Background/Purpose: The diagnosis of serositis in systemic lupus erythematosus (SLE) relies on combining clinical and serological data, alongside imaging studies. The aim of this study was to evaluate the diagnostic performance of anti-dsDNA antibodies in pleural, ascitic and pericardial fluid for the diagnosis of lupus serositis.

Methods: This retrospective study enrolled patients aged over 18 years with pleural effusion, ascites, or pericardial effusion admitted to a tertiary center in Mexico City between 2017-2024. The study included patients who underwent assessment for anti-dsDNA antibodies in their effusion samples. Patients were classified into three groups based on their final clinical diagnoses: lupus serositis (group 1), non-SLE related effusion in lupus patients (group 2), and patients with effusion without lupus diagnosis (group 3).

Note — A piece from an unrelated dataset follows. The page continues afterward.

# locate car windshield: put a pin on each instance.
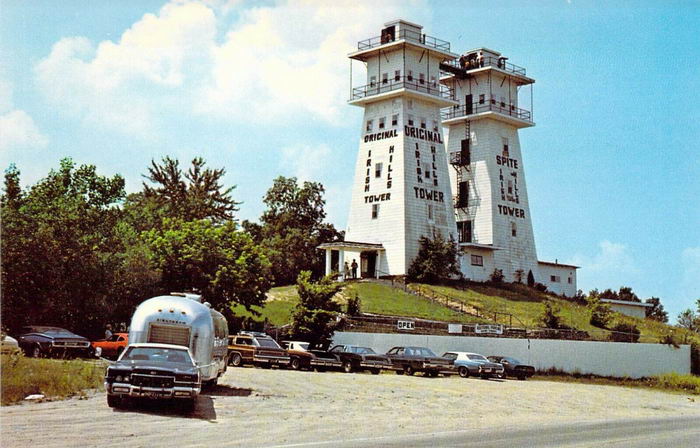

The diagnosis of SLE was determined according to the ACR/EULAR 2019 criteria. Demographic, clinical, and serological variables were collected. Disease activity and damage accrual were assessed using the SLEDAI-2K and the SDI. Serum levels of anti-dsDNA antibodies and complement fractions were also recorded. Anti-dsDNA IgG antibody levels in both serum and effusion were quantified using automated ELISA. The optimal cut-off point for anti-dsDNA antibodies in effusion and its ratio with serum levels were determined using the Youden index, and diagnostic statistics were calculated for each cut-off point.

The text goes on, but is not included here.